Travellers should watch for three practical developments. The first is whether the environmental assessment advances without major conditions or whether authorities require changes to the project. The second is whether any works calendar is announced, especially if it affects bookings, temporary closure, employment or local suppliers. The third is whether the debate produces a broader political response on the future of large hotel infrastructure in protected coastal spaces.
For now, the strongest conclusion is that Hotel Riu Palace Tres Islas has become a fresh test case for Canary Islands tourism in 2026. The proposed renovation is detailed, commercially understandable and presented as a sustainability upgrade. The opposition is also clear, rooted in the belief that protected landscapes should not be asked to accommodate renewed hotel intensity indefinitely.
That tension is exactly why the story matters. Fuerteventura’s tourism success has always depended on nature as much as hotels. Corralejo’s dunes are not only a place to photograph on the way to the beach; they are part of the island’s economic engine, environmental inheritance and international image. How this renovation proposal is handled will say a great deal about the kind of tourism model the island wants to defend in the years ahead.
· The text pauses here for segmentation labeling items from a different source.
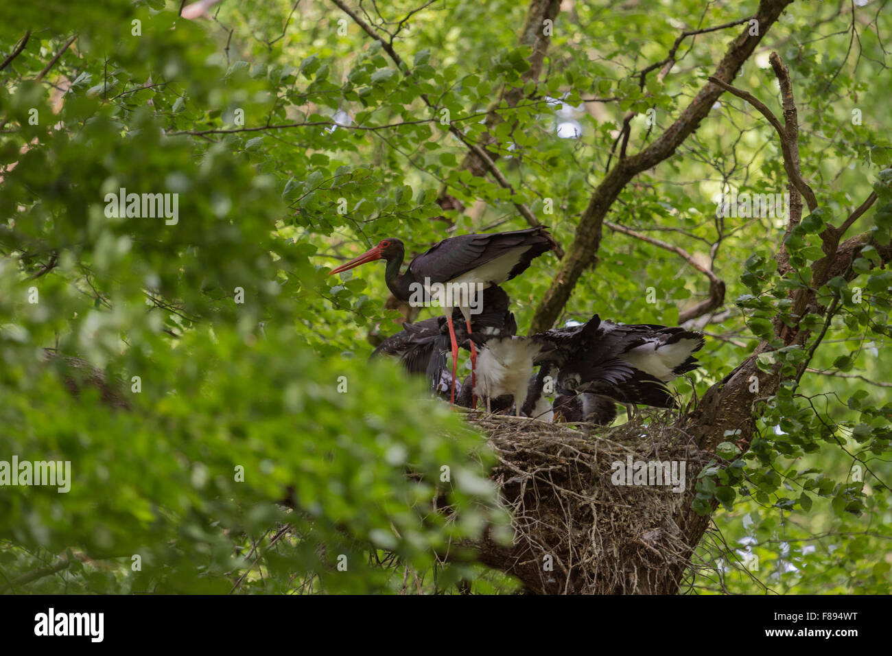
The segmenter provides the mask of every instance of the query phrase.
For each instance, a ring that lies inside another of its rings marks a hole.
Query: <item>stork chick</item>
[[[472,339],[476,336],[472,335]],[[491,338],[481,346],[477,355],[478,395],[486,397],[486,411],[491,411],[491,400],[502,394],[514,397],[515,415],[520,417],[521,404],[533,376],[533,360],[542,345],[529,338],[507,336]]]

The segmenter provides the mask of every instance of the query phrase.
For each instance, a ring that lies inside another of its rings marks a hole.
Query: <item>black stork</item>
[[[405,273],[400,273],[405,258],[405,247],[401,240],[388,237],[382,239],[377,245],[359,257],[337,267],[329,275],[376,260],[384,260],[387,262],[384,271],[387,287],[401,301],[411,303],[417,297],[419,289],[424,291],[425,298],[430,298],[432,285],[439,283],[445,286],[447,295],[444,299],[444,314],[449,325],[452,354],[452,389],[450,401],[455,403],[458,342],[452,320],[453,311],[460,311],[468,334],[474,332],[471,311],[476,304],[475,290],[510,280],[526,270],[533,259],[552,250],[555,245],[554,239],[544,227],[510,232],[460,235],[434,245],[426,253],[414,258]],[[469,294],[462,295],[454,291],[462,288],[467,289]],[[456,296],[459,297],[458,303]],[[476,369],[476,350],[473,344],[470,346],[473,384]]]
[[[538,403],[548,376],[565,395],[594,393],[621,403],[672,408],[675,401],[665,384],[699,367],[693,353],[704,345],[702,334],[682,328],[618,324],[602,321],[597,314],[585,324],[553,328],[533,338],[554,348],[537,361],[541,367],[524,410]]]

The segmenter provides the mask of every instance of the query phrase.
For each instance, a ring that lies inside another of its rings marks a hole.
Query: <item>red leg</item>
[[[455,379],[458,371],[458,340],[455,338],[455,326],[452,325],[452,312],[446,315],[446,323],[449,324],[449,337],[452,345],[452,393],[450,396],[450,403],[455,405]]]
[[[466,319],[465,323],[467,326],[467,334],[471,334],[471,320]],[[477,349],[474,345],[474,340],[471,340],[471,410],[477,409]]]

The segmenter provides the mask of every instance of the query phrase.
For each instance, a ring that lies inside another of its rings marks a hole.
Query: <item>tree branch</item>
[[[726,83],[733,79],[743,62],[753,54],[780,12],[791,2],[792,0],[762,0],[754,17],[759,25],[758,34],[751,35],[748,29],[744,29],[729,46],[715,68],[714,77]],[[670,157],[708,115],[722,91],[722,87],[716,84],[706,84],[678,119],[650,145],[628,159],[618,161],[607,173],[580,217],[575,237],[561,261],[554,282],[536,308],[533,320],[533,332],[542,332],[551,328],[563,311],[582,272],[595,262],[600,246],[604,219],[623,187],[639,173]]]
[[[59,49],[59,52],[53,56],[53,59],[50,60],[50,62],[46,64],[44,70],[41,71],[40,73],[37,75],[37,77],[36,78],[36,80],[37,82],[42,80],[44,79],[44,76],[45,76],[46,73],[48,73],[53,69],[54,66],[55,66],[56,62],[58,62],[59,58],[65,54],[65,51],[68,50],[68,47],[74,43],[74,40],[77,37],[78,35],[76,34],[73,37],[71,37],[71,38],[70,38],[68,41],[65,42],[65,45]]]
[[[636,232],[635,230],[628,228],[625,226],[621,226],[608,220],[605,220],[604,225],[615,232],[621,232],[624,235],[628,235],[635,239],[640,239],[641,241],[651,244],[658,248],[663,248],[666,251],[674,253],[709,279],[709,298],[701,301],[693,307],[679,312],[679,323],[684,323],[685,321],[690,321],[692,319],[702,317],[704,314],[708,314],[714,310],[721,307],[724,303],[724,281],[721,280],[711,269],[708,269],[697,262],[697,260],[695,260],[694,257],[683,248],[660,239],[655,239],[654,237],[647,235],[642,235],[641,233]]]
[[[28,45],[28,39],[30,37],[30,36],[31,36],[31,30],[29,29],[28,31],[25,32],[25,36],[19,40],[19,44],[18,46],[15,46],[15,49],[9,54],[9,56],[7,56],[6,59],[3,61],[3,63],[0,63],[0,71],[3,71],[4,68],[9,66],[11,63],[12,63],[13,59],[21,54],[21,51],[24,50],[25,46]]]

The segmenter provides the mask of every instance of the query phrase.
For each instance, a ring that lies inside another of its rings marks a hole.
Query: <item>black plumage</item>
[[[623,403],[660,408],[675,404],[665,383],[699,366],[693,353],[700,333],[657,324],[617,324],[596,314],[580,326],[533,336],[554,348],[543,354],[540,374],[554,377],[559,393],[591,392]],[[533,390],[534,391],[534,390]],[[528,395],[524,406],[536,398]]]

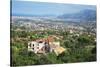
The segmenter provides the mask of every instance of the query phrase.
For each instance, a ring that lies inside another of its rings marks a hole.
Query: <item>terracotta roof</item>
[[[56,53],[56,55],[61,54],[62,52],[64,52],[66,49],[63,47],[57,47],[54,49],[54,52]]]

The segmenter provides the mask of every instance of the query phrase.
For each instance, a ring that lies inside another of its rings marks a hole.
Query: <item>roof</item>
[[[59,55],[61,53],[63,53],[66,49],[63,47],[57,47],[54,49],[54,52],[56,53],[56,55]]]

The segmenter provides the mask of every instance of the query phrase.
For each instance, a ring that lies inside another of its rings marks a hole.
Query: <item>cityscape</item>
[[[12,1],[11,66],[96,61],[96,6]]]

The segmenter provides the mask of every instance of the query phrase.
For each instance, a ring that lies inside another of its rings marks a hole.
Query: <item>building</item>
[[[44,54],[48,52],[54,52],[56,55],[65,51],[65,48],[60,46],[59,41],[54,41],[52,36],[43,39],[37,39],[28,43],[28,51],[32,51],[37,54]]]

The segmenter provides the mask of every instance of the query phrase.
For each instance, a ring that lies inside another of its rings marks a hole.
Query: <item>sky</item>
[[[12,0],[12,15],[58,16],[62,14],[77,13],[84,9],[96,10],[96,6]]]

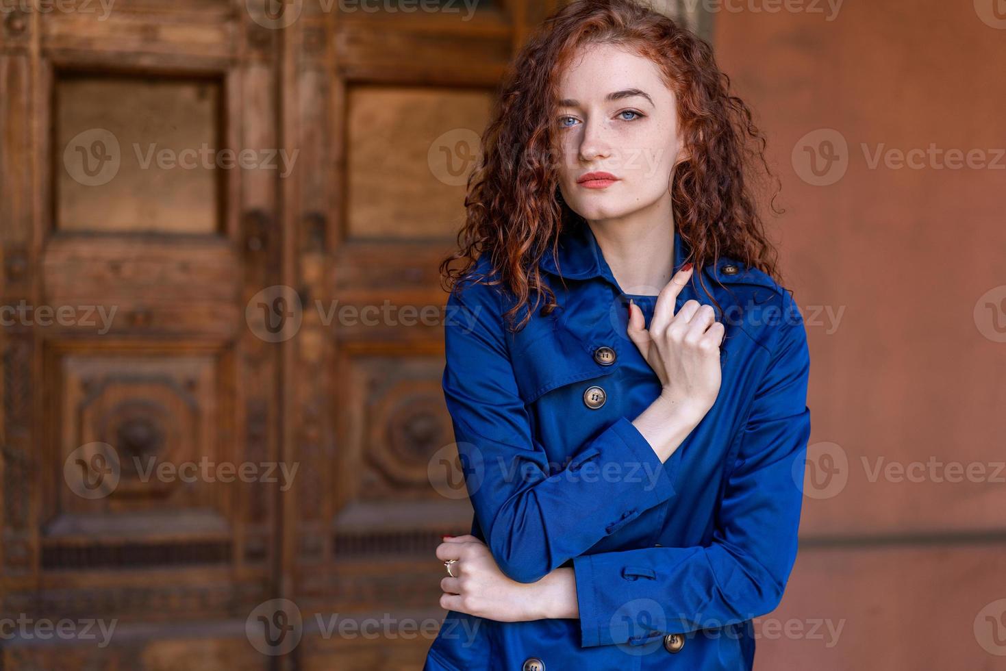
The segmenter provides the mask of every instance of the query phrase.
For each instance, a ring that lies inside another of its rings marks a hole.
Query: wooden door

For visitors, the immediate takeaway is simple: Corralejo remains open, the dunes remain one of Fuerteventura’s essential experiences, and there is no current reason to change holiday plans because of this proposal. But the debate behind the scenes is worth following, because it goes to the heart of what many travellers now expect from the Canary Islands: not only good hotels and beautiful beaches, but proof that the landscapes they came to enjoy are being protected with care.